Events in the past are not as empirical or testable as hard science, so some history is taken on faith.  Look at a history book, and you have descriptions of events we believe to be true based on historical research, forming the most likely explanation.  Of course there are always anomalies, quirks, and oddities that history books fail to mention.  For some reason, mentioning these oddities becomes incongruous with the currently accepted view in education, thus conspiracy theories are merely a collection of bizarre, odd, and hard to believe data. 

The number of presidents and politicians involved in Freemasonry, Bohemian Grove, Skull and Bones?  Don't worry about it.  The coincidences and conflicts of interest surrounding 9/11?  Who cares.  The Holocaust?  Just accept what you're told.    UFOs?  Don't touch the subject.  Of course belief plays a part, just as historians believe their view of history.  But does keeping pleasant facts and ignoring oddities make mainstream history any more truthful?  

Is a collection of unpleasant facts unscientific?

Name: Anonymous 2008-07-08 16:38

Science - Empiricism.

REAL Science - Rationalism.

Sorry, i had to answer your ''because it relies on empiricism''.

Well, empiricism isn't a correct way to view the world, I'd say.

For example. Hume said:

''Even if everytime you dropped a rock, it fell on the floor, you don't know if next time it will rise to the ceiling''.

This is the basis of Empiricism, basicly. But there is a little problem:

Physics can actually prove you that a rock will ALWAYS fall whenever you drop it, due to gravity, and they can prove it mathematicly, without having to drop one. This kind of science is effective, because the only way you can prove it wrong, is by telling the other what is WRONG in the theory.

Otherwise, in empiricism (or experimentalism) you can simply prove someone wrong by trying again, and having different results. Why? Nobody knows.

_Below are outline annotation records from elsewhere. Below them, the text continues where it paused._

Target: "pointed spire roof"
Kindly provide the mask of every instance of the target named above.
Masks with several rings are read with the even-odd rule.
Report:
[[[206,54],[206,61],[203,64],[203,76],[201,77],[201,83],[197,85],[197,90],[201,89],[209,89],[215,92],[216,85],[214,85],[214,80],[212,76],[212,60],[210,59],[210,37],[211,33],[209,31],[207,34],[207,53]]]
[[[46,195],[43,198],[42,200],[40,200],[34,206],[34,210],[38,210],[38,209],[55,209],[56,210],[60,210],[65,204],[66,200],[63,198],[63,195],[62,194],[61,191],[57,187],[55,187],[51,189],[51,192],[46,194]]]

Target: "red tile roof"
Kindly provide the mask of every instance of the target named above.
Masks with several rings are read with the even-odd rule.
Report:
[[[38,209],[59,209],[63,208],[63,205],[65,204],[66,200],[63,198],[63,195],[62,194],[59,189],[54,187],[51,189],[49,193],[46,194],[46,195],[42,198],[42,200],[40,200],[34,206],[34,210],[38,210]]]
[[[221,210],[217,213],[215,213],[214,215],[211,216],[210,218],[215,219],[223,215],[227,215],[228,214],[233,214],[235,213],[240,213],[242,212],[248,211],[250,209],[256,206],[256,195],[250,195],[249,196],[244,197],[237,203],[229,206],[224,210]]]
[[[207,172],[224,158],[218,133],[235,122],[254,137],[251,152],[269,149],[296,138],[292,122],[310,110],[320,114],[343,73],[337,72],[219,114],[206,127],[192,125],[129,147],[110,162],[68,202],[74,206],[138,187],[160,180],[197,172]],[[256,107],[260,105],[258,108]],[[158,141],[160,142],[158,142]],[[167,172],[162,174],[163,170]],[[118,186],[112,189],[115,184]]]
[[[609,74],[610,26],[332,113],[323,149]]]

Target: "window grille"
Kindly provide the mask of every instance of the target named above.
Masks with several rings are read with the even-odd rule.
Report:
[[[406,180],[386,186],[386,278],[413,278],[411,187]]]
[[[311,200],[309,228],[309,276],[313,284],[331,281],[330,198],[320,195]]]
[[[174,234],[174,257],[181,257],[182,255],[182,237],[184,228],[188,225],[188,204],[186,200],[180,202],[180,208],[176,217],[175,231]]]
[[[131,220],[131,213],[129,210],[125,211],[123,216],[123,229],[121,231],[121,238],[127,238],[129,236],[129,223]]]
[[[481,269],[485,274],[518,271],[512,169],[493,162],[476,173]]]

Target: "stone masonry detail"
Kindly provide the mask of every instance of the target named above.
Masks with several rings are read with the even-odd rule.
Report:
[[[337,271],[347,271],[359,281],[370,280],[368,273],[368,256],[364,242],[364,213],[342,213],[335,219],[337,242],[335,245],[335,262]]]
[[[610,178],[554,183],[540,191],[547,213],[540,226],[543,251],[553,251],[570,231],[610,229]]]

So, are we smarter now for that? Not really.

I think this way: It's more important to know how a car in fact works, than how you drive it''.

In empiricism, you are interested in knowing how you drive it. You just need to know that.

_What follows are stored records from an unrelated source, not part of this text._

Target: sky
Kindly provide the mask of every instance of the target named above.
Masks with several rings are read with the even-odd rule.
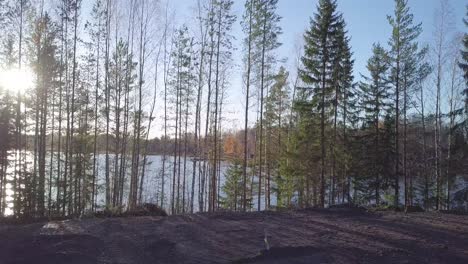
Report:
[[[171,0],[172,2],[172,0]],[[175,0],[174,5],[182,6],[182,3],[187,3],[187,0]],[[239,26],[239,18],[243,13],[243,0],[234,0],[234,13],[238,16],[238,21],[234,28],[234,33],[237,38],[236,46],[239,49],[234,55],[237,72],[234,73],[233,81],[230,88],[230,96],[227,106],[229,112],[229,122],[234,129],[243,127],[243,107],[242,102],[245,101],[242,90],[240,66],[242,58],[241,41],[244,37]],[[466,0],[448,0],[453,9],[453,32],[466,32],[462,19],[465,15]],[[283,45],[278,49],[277,53],[281,58],[287,58],[287,69],[292,72],[296,68],[297,46],[302,45],[302,36],[305,30],[309,27],[310,17],[316,12],[318,0],[279,0],[278,13],[282,17],[281,27],[283,34],[280,37],[280,42]],[[434,13],[439,7],[439,0],[409,0],[410,11],[414,14],[414,22],[422,23],[423,32],[419,41],[424,45],[430,45],[433,41],[434,32]],[[360,74],[367,74],[366,63],[372,55],[372,44],[379,42],[383,46],[387,46],[388,39],[391,34],[391,27],[387,20],[387,15],[392,15],[394,11],[393,0],[338,0],[338,10],[343,13],[347,23],[349,36],[351,37],[351,47],[354,53],[355,67],[354,74],[356,80],[360,79]],[[190,15],[181,15],[179,18],[186,19]],[[292,82],[292,80],[291,80]],[[240,87],[239,87],[240,86]],[[251,115],[253,118],[255,115]],[[251,119],[253,119],[251,118]]]
[[[166,0],[161,0],[163,5]],[[167,0],[169,8],[174,10],[174,22],[176,25],[183,23],[191,25],[194,23],[194,8],[196,0]],[[93,1],[85,0],[85,9],[90,9],[86,3]],[[452,10],[452,20],[454,22],[453,32],[466,32],[462,19],[466,12],[467,0],[448,0]],[[234,62],[229,76],[230,87],[228,88],[228,97],[226,98],[223,115],[225,116],[224,129],[241,129],[244,126],[244,85],[242,82],[242,41],[244,34],[240,26],[240,19],[244,12],[244,0],[234,0],[233,13],[237,16],[233,28],[234,41],[233,58]],[[302,46],[302,36],[309,27],[310,17],[316,12],[318,0],[279,0],[277,12],[282,17],[280,25],[283,34],[280,36],[282,46],[276,51],[278,58],[285,58],[286,62],[282,65],[291,72],[291,79],[295,78],[297,69],[297,47]],[[434,42],[434,13],[440,6],[440,0],[409,0],[410,12],[414,14],[414,22],[422,23],[423,32],[419,42],[423,45],[430,45]],[[162,6],[162,5],[161,5]],[[351,48],[354,53],[355,80],[360,80],[360,74],[367,74],[366,63],[372,53],[372,44],[379,42],[384,47],[387,46],[391,34],[391,27],[387,20],[387,15],[392,15],[394,11],[394,0],[338,0],[338,11],[344,16],[347,23],[348,35],[351,37]],[[86,13],[87,11],[85,11]],[[278,65],[278,67],[281,66]],[[432,77],[430,77],[432,78]],[[293,80],[290,80],[292,83]],[[431,82],[429,80],[429,86]],[[431,92],[431,88],[429,89]],[[158,105],[162,102],[158,100]],[[433,97],[429,96],[429,100]],[[431,107],[429,102],[429,108]],[[156,111],[162,110],[156,108]],[[251,110],[250,120],[255,119],[255,109]],[[160,113],[162,111],[159,111]],[[161,123],[161,122],[160,122]],[[252,125],[253,122],[250,123]],[[152,129],[152,136],[160,136],[162,127],[156,125]]]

In rationalism, you can't drive the car without actually knowing how it works. You have to know what you're talking about in a deep way.

This is why I don't like Chemistry\Medicine\Biology and even Genetics (which is a ''science'' based on probabilities, which is a part of mathematics that I find disgusting, due to its innacuracy). I pretend to follow Physics, lol.

Anyway yeah, history has actually covered maaaaaany facts. Most of them really important. By the way, Freemasonry isn't and never was negative to history, and they always wanted to stay covered. They have (and had) many enemies.

About Conspiracy Theories. Some can be dumbshit, some others not. We do never know. But they are always interesting to ear. There is always something to learn from them. But no one is capable to prove them, that's the problem.